Focus Areas

What are Focus Areas of Statewide Ecological Significance?

Focus Areas of Statewide Ecological Significance (sometimes called Beginning with Habitat [BwH] Focus Areas or just Focus Areas) are natural areas of statewide ecological significance that contain unusually rich concentrations of at-risk species and habitats. Focus Areas include about 20% of Maine’s landscape and represent the very highest quality concentrations of important habitats in the state.

These areas support rare plants, animals, and natural communities; high quality common natural communities; significant wildlife habitats; and their intersections with large blocks of undeveloped habitat.

BwH Focus Area boundaries are drawn based on the species and natural communities that occur within them and the supporting landscape conditions that contribute to the long-term viability of the species, habitats, and community types.

How we Identify Focus Areas

Focus areas are identified by BwH partners and biologists from the Maine Natural Areas Program (MNAP), Maine Department of Inland Fisheries and Wildlife (MDIFW), Maine Department of Marine Resources (DMR), U.S. Fish and Wildlife Service (USFWS), The Nature Conservancy (TNC), Maine Audubon, and Maine Coast Heritage Trust (MCHT).

One or more of the following must be present before an area is considered a Candidate Focus Area (in most cases, two or more are present):

  • Globally rare plant or animal
  • Three or more healthy populations of a rare plant species
  • Any healthy population of a rare animal species
  • Rare natural community
  • Excellent example of a common natural community
  • Good example of a common natural community and one or more high-value wildlife habitats
  • Large undeveloped block and at least one of the following: a good example of a common natural community OR high value wildlife habitat OR two or more healthy populations of a rare plant species

Why Designate Focus Areas?

The mapping of a BwH Focus Area helps to build regional awareness and draw attention to exceptional natural landscape conditions where multiple resources converge.
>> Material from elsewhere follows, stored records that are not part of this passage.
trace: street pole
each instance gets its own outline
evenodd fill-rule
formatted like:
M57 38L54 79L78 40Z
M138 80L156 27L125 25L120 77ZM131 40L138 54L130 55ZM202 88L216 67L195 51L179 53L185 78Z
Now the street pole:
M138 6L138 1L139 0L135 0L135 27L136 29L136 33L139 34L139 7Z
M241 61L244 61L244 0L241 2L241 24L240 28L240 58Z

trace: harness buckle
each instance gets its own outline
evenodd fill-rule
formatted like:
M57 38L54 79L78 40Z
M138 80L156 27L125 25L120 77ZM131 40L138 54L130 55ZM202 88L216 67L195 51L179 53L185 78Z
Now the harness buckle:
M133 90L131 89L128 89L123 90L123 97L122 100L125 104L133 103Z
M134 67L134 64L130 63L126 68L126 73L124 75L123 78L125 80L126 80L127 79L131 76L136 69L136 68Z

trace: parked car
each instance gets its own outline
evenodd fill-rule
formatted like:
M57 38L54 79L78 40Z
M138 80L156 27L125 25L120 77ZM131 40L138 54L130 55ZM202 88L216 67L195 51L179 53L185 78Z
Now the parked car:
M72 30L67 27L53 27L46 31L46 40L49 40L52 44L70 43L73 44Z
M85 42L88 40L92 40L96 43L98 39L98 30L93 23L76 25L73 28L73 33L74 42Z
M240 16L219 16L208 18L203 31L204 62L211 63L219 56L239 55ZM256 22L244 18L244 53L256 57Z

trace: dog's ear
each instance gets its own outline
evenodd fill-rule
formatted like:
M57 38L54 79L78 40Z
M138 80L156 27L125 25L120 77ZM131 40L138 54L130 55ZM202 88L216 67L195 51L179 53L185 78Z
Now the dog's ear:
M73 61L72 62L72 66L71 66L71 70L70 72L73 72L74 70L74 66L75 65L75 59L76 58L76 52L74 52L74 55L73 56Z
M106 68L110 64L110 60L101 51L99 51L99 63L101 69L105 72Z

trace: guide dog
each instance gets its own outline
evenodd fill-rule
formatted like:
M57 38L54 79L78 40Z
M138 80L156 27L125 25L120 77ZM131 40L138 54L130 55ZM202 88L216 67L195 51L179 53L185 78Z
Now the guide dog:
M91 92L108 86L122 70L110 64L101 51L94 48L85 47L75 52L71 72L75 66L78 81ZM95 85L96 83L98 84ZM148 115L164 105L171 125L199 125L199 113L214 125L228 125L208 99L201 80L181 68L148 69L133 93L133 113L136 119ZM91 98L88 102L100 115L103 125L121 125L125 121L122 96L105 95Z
Resultant appreciation of these truly special places can give momentum to municipalities, land trusts, and regional initiatives working on strategic conservation plans.

Find a Focus Area Near You

To date, collaborative efforts by state, federal, and conservation organization biologists have resulted in the designation of 140 Focus Areas of statewide ecological significance.

View the full list and download fact sheets for most Focus Areas

Are Other Areas Insignificant?

No! Focus Areas are considered ecologically significant at a statewide level, but they may not occur within the jurisdiction of every land trust or within the boundaries of every town. Other local areas alsoprovide important wildlife and recreation values and provide a connected matrix that in turn support Focus Areas. The criteria used in designating Focus Areas can be easily adapted to the local or regional perspective. BwH’s co-occurrence model depicts local areas of natural resource concentrations and is available for most towns. We can also adjust the model to reflect values most important to your town, such as recreational areas or historic features. Additionally, maps such as Map 2 (High Value Plant and Animal Habitats) and Map 3 (Undeveloped Habitat Blocks) offer a good starting point to identify unique locations rich in significant habitat feature convergence that can then be designated as local focus areas that serve as a starting point for developing your town's or land trusts conservation blueprint.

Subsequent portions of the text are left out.